Model averaging (and model selection) after multiple imputation

Share:

Description

Performs model selection/averaging on multiply imputed data and combines the resulting estimates. The package also provides access to less frequently used model averaging techniques and offers integrated bootstrap estimation.

Usage

1
2
3
4
5
mami(X, method = c("criterion.average", "criterion.selection", "MMA", "LASSO/LAE"), criterion = c("AIC", "BIC", "BIC+", "CV", "GCV"),
 B = 20, X.org = NULL, inference = c("standard", "+bootstrapping"), missing.data = c("imputed", "none", "CC"), var.remove = NULL, 
 user.weights = NULL, candidate.models = c("all", "restricted", "very restricted"), model.family = c("gaussian", "binomial", "poisson",
 "coxph"), add.factor = NULL, add.interaction = NULL, add.transformation = NULL, ycol = 1, CI = 0.95, kfold = 5, id = NULL,
 use.stratum = NULL, report.exp = FALSE, print.time = FALSE, print.warnings = TRUE, ...)

Arguments

X

Either a list of multiply imputed datasets (each of them a dataframe), or an object of class ‘amelia’ created by Amelia II, or a single dataframe.

method

A character string specifying the model selection or model averaging technique: "criterion.average" for model averaging based on exponential AIC or BIC weights, "criterion.selection" for stepwise variable selection based on AIC or BIC or cross validation, "MMA" for Mallow's model averaging (only linear model), and "LASSO/LAE" for shrinkage estimation and averaging with LASSO (only linear model).

criterion

A character string specifying the model selection criterion used for criterion-based model selection/averaging; currently either "AIC" for Akaike's Information Criterion, "BIC" for the Bayes criterion of Schwarz, "BIC+" for the Bayes criterion of Schwarz with quicker model averaging based on the leaps algorithm of the BMA package, CV for the cross validation error (based on the squared loss function), or GCV for generalized cross validation.

B

An integer indicating the number of bootstrap replications to use (when inference = "+bootstrapping" is chosen).

X.org

A dataframe consisting of the original unimputed data (which needs to be specified when inference = "+bootstrapping" is chosen).

inference

A character string, either "standard" for applying multiple imputation combining rules upon the model selection/averaging estimates or "+bootstrapping" if additional bootstrap based inference is required.

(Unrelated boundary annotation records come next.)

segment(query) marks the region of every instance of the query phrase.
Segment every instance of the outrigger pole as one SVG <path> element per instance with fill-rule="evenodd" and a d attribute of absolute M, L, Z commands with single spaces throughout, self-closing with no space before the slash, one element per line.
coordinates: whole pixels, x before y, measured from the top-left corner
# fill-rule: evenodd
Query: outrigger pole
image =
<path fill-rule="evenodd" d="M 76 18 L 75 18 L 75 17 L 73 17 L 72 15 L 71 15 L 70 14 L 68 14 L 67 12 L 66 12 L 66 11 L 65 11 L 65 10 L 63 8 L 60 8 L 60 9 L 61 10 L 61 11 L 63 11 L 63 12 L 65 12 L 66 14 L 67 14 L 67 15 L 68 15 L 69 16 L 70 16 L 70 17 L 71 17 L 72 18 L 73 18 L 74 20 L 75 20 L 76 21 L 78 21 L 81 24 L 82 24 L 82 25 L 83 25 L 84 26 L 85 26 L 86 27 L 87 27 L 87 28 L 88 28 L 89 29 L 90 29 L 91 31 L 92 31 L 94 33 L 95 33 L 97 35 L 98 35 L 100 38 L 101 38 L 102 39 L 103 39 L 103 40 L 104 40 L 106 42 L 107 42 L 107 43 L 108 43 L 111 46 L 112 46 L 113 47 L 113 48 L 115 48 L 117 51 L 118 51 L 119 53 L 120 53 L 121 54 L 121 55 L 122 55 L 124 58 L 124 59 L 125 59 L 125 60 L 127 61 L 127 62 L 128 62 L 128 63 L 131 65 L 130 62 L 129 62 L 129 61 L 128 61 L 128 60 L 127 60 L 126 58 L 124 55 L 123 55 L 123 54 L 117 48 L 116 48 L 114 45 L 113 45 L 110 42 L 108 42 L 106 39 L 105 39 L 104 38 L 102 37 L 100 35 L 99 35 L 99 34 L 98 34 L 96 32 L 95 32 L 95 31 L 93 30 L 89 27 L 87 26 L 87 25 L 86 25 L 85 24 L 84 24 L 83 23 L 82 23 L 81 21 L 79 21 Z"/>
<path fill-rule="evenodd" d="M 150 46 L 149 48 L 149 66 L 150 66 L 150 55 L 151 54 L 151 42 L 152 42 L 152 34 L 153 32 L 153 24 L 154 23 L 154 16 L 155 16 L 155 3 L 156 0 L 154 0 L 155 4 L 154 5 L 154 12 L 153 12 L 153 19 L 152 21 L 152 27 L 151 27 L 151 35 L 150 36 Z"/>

See reference section for more information.

missing.data

A character string, typically "imputed" when multiply imputed data are provided under X, or "CC" if a complete case analysis is desired, or "none" if there is no missing data.

var.remove

Either a vector of character strings or integers, specifying the variables or columns which are part of the data but not to be considered in the model selection/averaging procedure.

user.weights

A weight vector that is relevant to the analysis model.

candidate.models

A character string specifying whether for criterion based model selection/averaging all possible candidate models should be considered ("all"), or only candidate models with a limited amount of variables ("restricted","very restricted").

model.family

A character string specifying the model family, either "gaussian" for linear regression models, "binomial" for logistic regression models, "poisson" for Poisson regression models, or "coxph" for Cox's proportional hazards models.

add.factor

Either a vector of character strings or integers, specifying the variables which should be treated as categorical/factors in the analysis. Variables which are already defined to be factors in the data are detected automatically and do not necessarily need to be specified with this option.

add.interaction

A list of vectors of either character strings or integers, specifying the variables which should be added as interactions in the analysis model.

add.transformation

A vector of character strings, specifying transformations of variables which should be added to the analysis models.

ycol

A vector or integer specifying the variable(s) or column(s) which should be treated as outcome variable.

CI

A value greater than 0 and less than 1 specifying the confidence of the confidence interval.

kfold

An integer specifying kfold cross validation; to be used when applying shrinkage estimation (method="LASSO/LAE") or criterion CV.

id

A character vector or integer specifying the variable or column to be used for a random intercept in the analysis model.

use.stratum

A character vector or integer specifying the variable used as a stratum in Cox regression analysis.

report.exp

A logical value specifying whether exponentiated coefficients should be reported or not.

print.time

A logical value specifying whether analysis time and anticipated estimation time for bootstrap estimation should be printed.

print.warnings

A logical value specifying whether warnings and any other output from the function should be printed or not.

...

Further arguments to be passed, i.e. for functions lae, dredge from the MuMIn package or bic.glm and bic.surv from the BMA package.

Details

Model selection/averaging will be performed on each imputed dataset. The results will be combined according to formulae (7)-(10) in Schomaker and Heumann (CSDA, 2014), see References below for more details. If inference="+bootstrapping" is chosen, then the procedure described in Table 1 will be performed in addition to standard MI inference. For longitudinal data (specified via id) the bootstrap is based on the subject/person/id level. To obtain insightful results from bootstrap estimation B should be large, at least B>200 and plot.mami may be used.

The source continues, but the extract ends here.